Motion picture revenues fell to $257 million from $405 million due to theatre closings associated with the global pandemic, partially offset by the performance of titles in the premium video-on-demand market and digital home entertainment.  Segment profit, however, surged 63% to $83 million on strong demand for library content and lower distribution and marketing costs.

The layoffs were a nod in part to the economics of the pandemic and to an industry-wide streamlining at entertainment companies across the grid to optimize production and distribution in a digital age.

Television production sales fell to $197.2 million from $274 million in the prior year quarter, and segment profit of $9.9 million was down from $12.6 million on the timing of production schedules and episodic deliveries.

Media networks segment revenue of $388 million firmed 3.8% from the prior year on profit of $93 million, down from $104 million. Revenues were driven by strong growth in domestic OTT subscribers and increased revenue from STARZPLAY International.

On its last earnings call in August, management described progress on transitioning the business for a greater focus on streaming. At a media conference in September, Starz CEO Jeffrey Hirsch discussed the rapid growth of the app even as cord-cutting accelerates the erosion of linear pay TV profits across the board.

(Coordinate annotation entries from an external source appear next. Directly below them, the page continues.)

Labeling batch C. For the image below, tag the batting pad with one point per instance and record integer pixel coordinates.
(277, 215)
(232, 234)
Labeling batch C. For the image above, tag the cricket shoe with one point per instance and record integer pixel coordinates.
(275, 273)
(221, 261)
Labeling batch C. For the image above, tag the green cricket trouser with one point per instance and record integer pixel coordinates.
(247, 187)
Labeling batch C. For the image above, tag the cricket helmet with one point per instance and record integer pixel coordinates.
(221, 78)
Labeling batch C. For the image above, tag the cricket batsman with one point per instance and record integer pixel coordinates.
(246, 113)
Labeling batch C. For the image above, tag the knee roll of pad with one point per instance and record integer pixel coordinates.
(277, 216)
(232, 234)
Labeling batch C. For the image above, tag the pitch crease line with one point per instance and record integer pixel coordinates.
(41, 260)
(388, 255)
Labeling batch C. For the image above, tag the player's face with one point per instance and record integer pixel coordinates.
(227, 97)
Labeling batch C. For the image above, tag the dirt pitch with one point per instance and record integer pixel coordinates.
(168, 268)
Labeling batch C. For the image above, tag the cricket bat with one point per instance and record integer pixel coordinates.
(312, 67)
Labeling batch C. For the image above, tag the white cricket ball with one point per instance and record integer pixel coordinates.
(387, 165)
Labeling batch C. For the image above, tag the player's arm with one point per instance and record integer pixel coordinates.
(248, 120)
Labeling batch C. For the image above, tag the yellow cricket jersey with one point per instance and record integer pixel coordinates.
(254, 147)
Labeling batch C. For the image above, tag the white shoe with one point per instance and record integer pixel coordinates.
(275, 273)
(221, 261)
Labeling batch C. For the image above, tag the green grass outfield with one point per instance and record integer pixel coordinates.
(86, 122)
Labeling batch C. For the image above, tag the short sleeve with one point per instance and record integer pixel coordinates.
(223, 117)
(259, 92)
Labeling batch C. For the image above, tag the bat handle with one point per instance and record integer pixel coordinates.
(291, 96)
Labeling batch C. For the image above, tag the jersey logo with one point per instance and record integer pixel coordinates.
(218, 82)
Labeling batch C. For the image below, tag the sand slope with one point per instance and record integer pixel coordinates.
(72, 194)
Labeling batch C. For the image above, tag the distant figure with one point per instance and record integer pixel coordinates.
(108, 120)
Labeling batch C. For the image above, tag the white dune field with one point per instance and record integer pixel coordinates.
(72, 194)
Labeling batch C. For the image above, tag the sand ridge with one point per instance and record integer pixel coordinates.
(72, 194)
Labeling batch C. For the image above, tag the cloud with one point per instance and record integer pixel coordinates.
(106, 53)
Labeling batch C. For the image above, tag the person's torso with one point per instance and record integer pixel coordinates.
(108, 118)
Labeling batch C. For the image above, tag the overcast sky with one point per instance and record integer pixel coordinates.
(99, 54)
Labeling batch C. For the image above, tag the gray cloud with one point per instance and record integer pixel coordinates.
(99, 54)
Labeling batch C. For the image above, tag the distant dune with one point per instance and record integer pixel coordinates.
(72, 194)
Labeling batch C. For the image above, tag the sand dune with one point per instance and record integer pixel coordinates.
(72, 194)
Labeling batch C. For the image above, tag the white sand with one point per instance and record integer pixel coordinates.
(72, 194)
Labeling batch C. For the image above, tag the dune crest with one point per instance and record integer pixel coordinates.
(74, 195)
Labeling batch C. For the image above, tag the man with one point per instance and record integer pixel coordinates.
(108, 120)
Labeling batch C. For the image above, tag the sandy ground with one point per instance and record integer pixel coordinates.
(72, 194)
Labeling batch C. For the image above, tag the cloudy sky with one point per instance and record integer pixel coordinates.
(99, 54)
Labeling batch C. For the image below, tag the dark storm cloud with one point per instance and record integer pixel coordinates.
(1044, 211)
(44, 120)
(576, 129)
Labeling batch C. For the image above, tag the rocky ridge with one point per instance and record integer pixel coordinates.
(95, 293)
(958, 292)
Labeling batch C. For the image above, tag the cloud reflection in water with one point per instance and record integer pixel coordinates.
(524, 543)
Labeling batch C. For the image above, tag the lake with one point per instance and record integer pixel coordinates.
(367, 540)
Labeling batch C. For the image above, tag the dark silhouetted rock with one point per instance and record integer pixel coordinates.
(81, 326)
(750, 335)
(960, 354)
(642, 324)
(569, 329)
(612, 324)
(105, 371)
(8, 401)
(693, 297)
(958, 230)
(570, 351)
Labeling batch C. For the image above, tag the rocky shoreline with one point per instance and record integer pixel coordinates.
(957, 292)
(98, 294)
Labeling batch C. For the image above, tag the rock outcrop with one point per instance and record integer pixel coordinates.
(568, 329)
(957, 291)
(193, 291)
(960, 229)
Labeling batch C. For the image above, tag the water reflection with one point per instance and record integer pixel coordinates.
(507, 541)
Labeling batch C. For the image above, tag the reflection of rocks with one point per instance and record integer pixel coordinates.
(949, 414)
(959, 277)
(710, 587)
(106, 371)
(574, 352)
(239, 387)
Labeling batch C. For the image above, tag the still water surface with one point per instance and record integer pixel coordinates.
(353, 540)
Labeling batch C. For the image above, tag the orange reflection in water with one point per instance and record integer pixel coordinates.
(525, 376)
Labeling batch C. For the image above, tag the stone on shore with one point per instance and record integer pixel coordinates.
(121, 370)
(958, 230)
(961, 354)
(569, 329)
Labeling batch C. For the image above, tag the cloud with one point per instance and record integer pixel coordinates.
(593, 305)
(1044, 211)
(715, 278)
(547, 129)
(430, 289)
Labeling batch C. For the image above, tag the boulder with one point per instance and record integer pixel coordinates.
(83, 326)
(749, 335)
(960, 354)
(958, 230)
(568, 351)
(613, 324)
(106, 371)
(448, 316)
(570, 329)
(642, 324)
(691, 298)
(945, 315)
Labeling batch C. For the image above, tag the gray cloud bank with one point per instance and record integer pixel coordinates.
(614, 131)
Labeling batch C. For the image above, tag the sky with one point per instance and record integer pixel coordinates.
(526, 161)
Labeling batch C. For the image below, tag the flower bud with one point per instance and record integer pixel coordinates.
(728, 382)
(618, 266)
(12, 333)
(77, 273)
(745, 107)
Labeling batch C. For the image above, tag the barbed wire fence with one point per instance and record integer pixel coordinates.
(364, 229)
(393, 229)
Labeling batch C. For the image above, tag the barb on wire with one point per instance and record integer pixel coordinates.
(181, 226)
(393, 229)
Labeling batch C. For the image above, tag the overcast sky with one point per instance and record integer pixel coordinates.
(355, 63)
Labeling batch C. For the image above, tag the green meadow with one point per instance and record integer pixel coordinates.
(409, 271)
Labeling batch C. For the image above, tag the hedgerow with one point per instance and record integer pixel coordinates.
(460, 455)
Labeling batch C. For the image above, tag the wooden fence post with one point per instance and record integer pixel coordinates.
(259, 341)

Lionsgate, which is operating in a landscape of media giants and carries a hefty debt load, saw its stock sink this year, with a dip in October as COVID cases spiked. It’s perked up so far this month and was up more than 2% today, a strong day for showbiz stocks.

The company has a library of some 17,000 film and titles and television programs. The library brought in $166.7 million in revenue in the quarter, the company said.

Management will discuss earnings on a conference call set for 5 pm ET today.